In Frankreich begeisterte Lascars eine halbe Million Französinnen und Franzosen. Das Filmkonzept selbst basiert dabei auf der gleichnamigen Serie, die 1998 und 2007 in einer jeweils eigenen Staffel ausgestrahlt wurde. Größtes Merkmal des Animationsfilmes ist seine … sagen wir ... zeitgenössische Sprache, die sich am jugendlichen Hip-Hop-Slang versucht. Doch nicht überall wo Ghetto draufsteht, ist auch unbedingt Ghetto drin. Im Gegenteil, abgesehen von Zoran - der selbst nur eine Karikatur eines Drogenbosses ist - will an sich so gar keiner der Beteiligten ins Ghetto passen, wie auch das Ghetto selbst lediglich eine Wohnhaussiedlung darstellt. Die Tatsache, dass sich (ursprünglich) sowohl José und Tony als auch Narbé und Sammy Tickets nach Santo Rico leisten konnten, spricht ebenfalls für sich bzw. gegen die proklamierte Ghettomentalität. Somit ist Lascars letzten Endes dann doch nichts weiter als eine reine Milieu-Komödie, die sich bevorzugt über ihre eigenen Figuren lustig macht (allerdings in einem positiven Sinne).
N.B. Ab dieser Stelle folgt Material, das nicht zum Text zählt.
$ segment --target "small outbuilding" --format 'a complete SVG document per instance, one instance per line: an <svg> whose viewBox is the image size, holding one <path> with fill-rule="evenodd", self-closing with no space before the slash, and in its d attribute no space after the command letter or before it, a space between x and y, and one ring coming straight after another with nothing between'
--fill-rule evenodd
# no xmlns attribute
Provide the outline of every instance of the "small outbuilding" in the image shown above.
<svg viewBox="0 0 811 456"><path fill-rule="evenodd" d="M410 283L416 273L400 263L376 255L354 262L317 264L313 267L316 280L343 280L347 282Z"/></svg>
Beginnt sich der Film ab einem gewissen Zeitpunkt etwas in unterschiedliche Richtungen zu bewegen, laufen die verschiedenen Handlungsstränge dann doch stets wieder ineinander. Dabei fokussiert sich Lascars, das merkt man schon am Vorspann und dem Plakat, primär auf die von Vincent Cassel gesprochene Figur des Tony. Dieser ist gleich an drei Fronten beschäftigt, wenn er neben seinen Momenten mit Kumpel José auch noch den Fängen von sowohl Zoran als auch seiner stalkenden Polizistenfreundin Manuella entkommen muss. Während es das Leben somit nicht wirklich gut mit Tony zu meinen scheint, wendet sich das Blatt für die anderen drei verhinderten Strandurlauber. Narbé und Sammy stolpern zu Beginn des Dritten Aktes in einen Pornofilmdreh - zu dessen Crew sie plötzlich dazu zählen - und auch die Rechnung von José scheint zu seiner eigenen Freude aufzugehen. Ein missglückter Abend endet nämlich doch noch im Bett von Clémence, die hier von Diane Kruger gesprochen wird, deren Französisch weitaus erträglicher ist, als ihr Englisch oder ihre Heimatsprache Deutsch.

Insgesamt ist Lascars ein recht charmanter Film. Der Animationsstil kann sich sehen lassen und ist in Zeiten von Volldigitalisierung der Häuser Pixar und DreamWorks etwas erfrischend anderes. Dass die Figuren lediglich eindimensionale Klischees sind, stört dabei nicht sonderlich. Denn dafür entwickelt der Film zu oft flow, als dass man sich darüber mokieren würde, dass der ehrwürdige Richter gleich zwei gangsta während seiner Abwesenheit in sein Haus lässt. So wundert sich das Kinopublikum auch wohl kaum, wenn der Film schließlich in einer großen und brachialen Sause kulminiert. Das Gesehen regt letztlich durchaus hier und da zum Mitlachen an, will als harmonisches Ganzes jedoch aber nur bedingt funktionieren. Dafür sind Figuren wie Narbé und Sammy zu sehr reiner comic relief oder andere Charaktere wie Momo oder Casimir für die eigentliche Handlung vollkommen belanglos. Nett weggucken lässt sich Lascars aber allemal.